麻生財務相の発言に波紋 証券マンより“やばい”のは銀行マン (1/2ページ)

2016.09.08

連載:経済快説

発言がたびたび波紋を広げる麻生財務相
発言がたびたび波紋を広げる麻生財務相【拡大】

 麻生太郎財務相は8月30日の会合で「なんとなく債券、株に投資するのは危ないという思い込みが(国民に)ある。あれは正しい。われわれの同期生で証券会社に勤めているのは、よほどヤバイやつだった」と述べた。言葉通りに意味を取ると、証券会社の社員を「ヤバイやつ」だと言っているわけで、彼の立場を考えると不穏当な発言だ。

 何がヤバイと言っているのだろうか。

 報道によると、彼は、「証券会社でほぼ詐欺かその一歩手前のようなことをやり、『あんなやくざなものは辞めろ』と親に勘当されたやつがいるぐらいだ」「怪しげな商売といえば、不動産と証券だった」といい、「昭和30年代、40年代に学生だった人は誰でも知っている」とも語ったという。

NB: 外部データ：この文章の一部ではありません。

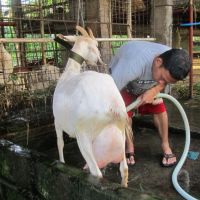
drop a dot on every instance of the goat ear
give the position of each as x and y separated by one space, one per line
82 31
90 33
70 38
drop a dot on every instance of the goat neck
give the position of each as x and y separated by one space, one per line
73 65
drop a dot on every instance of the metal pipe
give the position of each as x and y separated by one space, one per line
191 47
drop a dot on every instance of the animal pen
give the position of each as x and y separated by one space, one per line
31 61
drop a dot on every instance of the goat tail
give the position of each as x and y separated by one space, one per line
128 130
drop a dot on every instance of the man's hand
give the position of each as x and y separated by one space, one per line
149 95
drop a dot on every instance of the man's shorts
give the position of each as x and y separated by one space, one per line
144 109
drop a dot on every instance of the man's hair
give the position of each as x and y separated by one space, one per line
177 62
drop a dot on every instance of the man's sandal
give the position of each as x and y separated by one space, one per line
167 157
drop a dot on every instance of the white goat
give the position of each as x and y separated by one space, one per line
89 107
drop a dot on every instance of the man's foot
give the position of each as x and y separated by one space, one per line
130 158
168 160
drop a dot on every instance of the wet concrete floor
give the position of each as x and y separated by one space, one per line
147 174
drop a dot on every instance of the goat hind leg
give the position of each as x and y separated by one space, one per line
124 172
85 146
60 142
124 167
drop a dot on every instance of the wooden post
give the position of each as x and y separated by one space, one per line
42 33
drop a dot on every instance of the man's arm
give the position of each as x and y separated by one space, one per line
150 94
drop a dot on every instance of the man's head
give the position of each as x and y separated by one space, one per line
171 66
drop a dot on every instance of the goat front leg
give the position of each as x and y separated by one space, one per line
60 142
124 167
85 146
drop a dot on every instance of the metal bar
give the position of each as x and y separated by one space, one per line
45 40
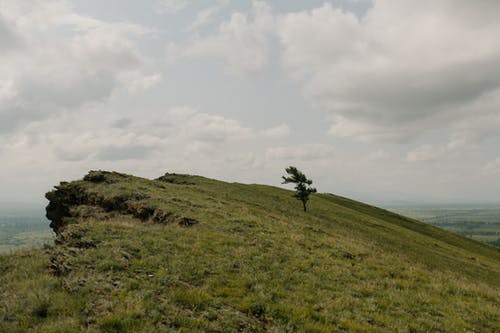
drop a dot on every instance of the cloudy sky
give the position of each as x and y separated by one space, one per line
381 101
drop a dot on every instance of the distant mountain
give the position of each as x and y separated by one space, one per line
187 253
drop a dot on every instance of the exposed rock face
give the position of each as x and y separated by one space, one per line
175 178
73 202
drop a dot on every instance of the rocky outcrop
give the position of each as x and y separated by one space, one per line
75 201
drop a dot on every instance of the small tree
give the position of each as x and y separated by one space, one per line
302 184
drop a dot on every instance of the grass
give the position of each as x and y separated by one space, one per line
255 262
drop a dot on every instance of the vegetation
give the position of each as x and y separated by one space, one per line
479 223
126 260
302 187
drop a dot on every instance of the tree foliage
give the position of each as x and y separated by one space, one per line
302 184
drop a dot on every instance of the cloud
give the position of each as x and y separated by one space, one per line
381 74
206 128
492 167
182 130
279 131
65 62
242 42
170 6
202 18
429 152
306 152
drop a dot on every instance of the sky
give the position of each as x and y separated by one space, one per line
382 101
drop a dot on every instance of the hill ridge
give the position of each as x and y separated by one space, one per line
251 261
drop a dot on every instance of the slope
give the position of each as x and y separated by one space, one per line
194 254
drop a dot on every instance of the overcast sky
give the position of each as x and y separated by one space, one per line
381 101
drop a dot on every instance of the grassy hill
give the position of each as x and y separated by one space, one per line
187 253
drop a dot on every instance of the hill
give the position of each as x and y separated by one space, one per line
187 253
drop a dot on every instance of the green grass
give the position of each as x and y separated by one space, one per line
480 223
255 262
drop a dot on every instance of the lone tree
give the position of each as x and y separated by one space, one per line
302 184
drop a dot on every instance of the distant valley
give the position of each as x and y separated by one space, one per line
481 223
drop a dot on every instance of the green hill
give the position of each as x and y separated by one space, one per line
187 253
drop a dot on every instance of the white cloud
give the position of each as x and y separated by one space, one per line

 発言をつなぎ合わせて意味を取ると、証券会社の社員は詐欺まがいのことをするので、彼らを相手に、債券や株式に投資するのは危ない、と言っているかのようだ。

 例によって、一言多いのか、あるいは言葉足らずなのか、判然としない暴言ぶりだが、さて、われわれは発言をどう受け止めたらいいのか。

 麻生氏は証券業界を監督する金融担当大臣でもあるので、証券マンを「ヤバイ」「怪しげ」と呼び、債券や株式への投資を「危ない」という発言は、形式的にはかなりまずい。証券会社の名誉を損なうとともに、投資勧誘の邪魔をしているようにも聞こえる。「大臣、困ります」と証券業界に言われた場合、「すまん」というぐらいは謝る必要があろう。